Maybe you’ve had the following happen.

Your bank sends you a monthly statement with your full name, including middle initial, visible through the cellophane window.

At your local food club, they had you a brochure about their internet site, and then say you’ll get your password in an email. If you’re like most people, you then expect them to send other information through email.

If you go to a pay phone, put a handkerchief over it, and phone your recruiter, you can tell them you’re 7-11 and you’re hiring programmers, can you get some background on your-name-here? and get actual information, including an address.

A friend once told me that the problem with humanity is a technological society in which we still have stone-age minds. I think he was being cynical, but the point is that we’re overwhelmed with data.

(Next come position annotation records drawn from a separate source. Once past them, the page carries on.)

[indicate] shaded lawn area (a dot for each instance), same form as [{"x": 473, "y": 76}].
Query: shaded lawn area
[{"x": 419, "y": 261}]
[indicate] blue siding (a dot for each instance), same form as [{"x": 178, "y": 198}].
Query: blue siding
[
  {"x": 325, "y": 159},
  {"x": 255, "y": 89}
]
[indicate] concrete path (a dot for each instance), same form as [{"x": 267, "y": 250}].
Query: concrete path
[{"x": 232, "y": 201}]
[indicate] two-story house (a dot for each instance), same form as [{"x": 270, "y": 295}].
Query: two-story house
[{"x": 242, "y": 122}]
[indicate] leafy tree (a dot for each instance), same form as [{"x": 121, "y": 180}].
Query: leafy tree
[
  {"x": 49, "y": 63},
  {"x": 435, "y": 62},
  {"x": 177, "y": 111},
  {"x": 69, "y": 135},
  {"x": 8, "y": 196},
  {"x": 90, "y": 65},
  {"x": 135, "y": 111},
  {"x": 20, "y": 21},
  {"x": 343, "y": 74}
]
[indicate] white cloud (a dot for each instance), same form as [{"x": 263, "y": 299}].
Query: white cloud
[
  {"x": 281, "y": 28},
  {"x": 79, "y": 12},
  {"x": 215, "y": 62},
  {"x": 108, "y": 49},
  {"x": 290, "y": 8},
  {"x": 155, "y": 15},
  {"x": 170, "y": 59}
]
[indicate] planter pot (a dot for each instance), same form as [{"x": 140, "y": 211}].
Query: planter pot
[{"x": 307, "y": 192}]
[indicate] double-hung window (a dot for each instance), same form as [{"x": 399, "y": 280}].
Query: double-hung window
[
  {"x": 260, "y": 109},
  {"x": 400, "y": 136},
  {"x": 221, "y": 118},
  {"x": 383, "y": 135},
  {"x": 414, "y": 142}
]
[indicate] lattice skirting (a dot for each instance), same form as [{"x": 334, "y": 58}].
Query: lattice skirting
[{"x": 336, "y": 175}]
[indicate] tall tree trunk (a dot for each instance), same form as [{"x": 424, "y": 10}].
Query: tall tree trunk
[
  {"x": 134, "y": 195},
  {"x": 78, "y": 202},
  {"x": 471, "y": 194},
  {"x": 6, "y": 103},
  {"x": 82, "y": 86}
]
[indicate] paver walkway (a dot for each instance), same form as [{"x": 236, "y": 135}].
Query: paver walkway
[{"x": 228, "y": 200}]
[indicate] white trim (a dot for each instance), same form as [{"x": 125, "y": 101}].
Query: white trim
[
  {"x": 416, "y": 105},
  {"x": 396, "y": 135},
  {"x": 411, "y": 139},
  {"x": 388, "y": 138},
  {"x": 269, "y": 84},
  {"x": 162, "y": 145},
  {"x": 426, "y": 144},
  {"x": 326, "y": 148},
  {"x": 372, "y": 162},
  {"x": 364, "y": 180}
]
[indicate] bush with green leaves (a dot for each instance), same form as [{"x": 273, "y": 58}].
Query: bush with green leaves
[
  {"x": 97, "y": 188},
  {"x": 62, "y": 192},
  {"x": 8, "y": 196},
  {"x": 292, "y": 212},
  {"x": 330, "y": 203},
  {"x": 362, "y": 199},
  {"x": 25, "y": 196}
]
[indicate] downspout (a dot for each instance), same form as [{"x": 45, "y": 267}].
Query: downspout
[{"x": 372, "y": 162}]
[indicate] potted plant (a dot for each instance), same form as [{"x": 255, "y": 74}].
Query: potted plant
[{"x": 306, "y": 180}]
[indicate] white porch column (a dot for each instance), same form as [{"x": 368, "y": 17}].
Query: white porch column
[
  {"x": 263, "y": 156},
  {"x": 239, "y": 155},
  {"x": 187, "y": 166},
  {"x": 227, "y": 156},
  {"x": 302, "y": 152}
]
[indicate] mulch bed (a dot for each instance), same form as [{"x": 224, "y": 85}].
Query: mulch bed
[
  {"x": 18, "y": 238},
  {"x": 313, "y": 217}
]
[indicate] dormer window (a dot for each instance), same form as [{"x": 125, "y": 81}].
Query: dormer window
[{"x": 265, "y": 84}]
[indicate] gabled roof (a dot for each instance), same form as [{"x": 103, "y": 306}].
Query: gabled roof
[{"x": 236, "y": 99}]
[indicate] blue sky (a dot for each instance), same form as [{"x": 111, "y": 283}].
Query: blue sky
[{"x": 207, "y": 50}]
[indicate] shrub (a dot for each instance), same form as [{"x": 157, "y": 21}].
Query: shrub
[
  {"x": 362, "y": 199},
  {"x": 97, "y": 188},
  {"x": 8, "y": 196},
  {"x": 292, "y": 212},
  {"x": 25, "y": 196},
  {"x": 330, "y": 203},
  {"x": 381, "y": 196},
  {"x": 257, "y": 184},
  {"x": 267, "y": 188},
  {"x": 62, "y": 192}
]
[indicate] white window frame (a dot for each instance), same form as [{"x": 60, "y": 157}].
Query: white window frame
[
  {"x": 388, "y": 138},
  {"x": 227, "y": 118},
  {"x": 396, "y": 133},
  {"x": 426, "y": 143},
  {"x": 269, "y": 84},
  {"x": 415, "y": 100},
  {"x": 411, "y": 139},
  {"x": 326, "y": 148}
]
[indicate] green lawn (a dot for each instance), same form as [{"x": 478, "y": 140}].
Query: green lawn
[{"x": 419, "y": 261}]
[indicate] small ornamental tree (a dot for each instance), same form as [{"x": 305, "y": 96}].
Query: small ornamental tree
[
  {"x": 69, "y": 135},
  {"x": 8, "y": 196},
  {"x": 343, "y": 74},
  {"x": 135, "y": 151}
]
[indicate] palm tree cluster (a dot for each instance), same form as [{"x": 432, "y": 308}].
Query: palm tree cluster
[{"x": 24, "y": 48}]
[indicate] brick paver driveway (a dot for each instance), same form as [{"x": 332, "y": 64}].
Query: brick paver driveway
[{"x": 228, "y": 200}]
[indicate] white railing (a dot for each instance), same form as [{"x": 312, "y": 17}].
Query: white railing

Businesses shouldn’t expect us to learn a new process for each business. Yes, it’s the bank but we have fifty or so businesses equally important to our daily existence. If each one has its own username, password, web site, and worse, procedure and separate security rules, we don’t have a chance of remembering it.

And if we do, we’ll be losing out on other more interesting things to do with our time.

Businesses need to wake up to the new reality. People are busy and overloaded. They need to make their web interfaces standard, security, and moron-simple, because even if we’re not morons we’re probably on the phone, thinking about something happening at work, and consoling a bored child as we use that ATM.

If you want people not to get hacked, phished, and ID-thieved, you need to hide their data. You need to standardize your process. You need to test every script on your website for overflows, injections, and cross-context variables. You also need to test the browser technologies that can hijack people’s data.

But most of all, you need to communicate about security, because only when people are aware of the process and know all of its steps can they spot something that’s out of line.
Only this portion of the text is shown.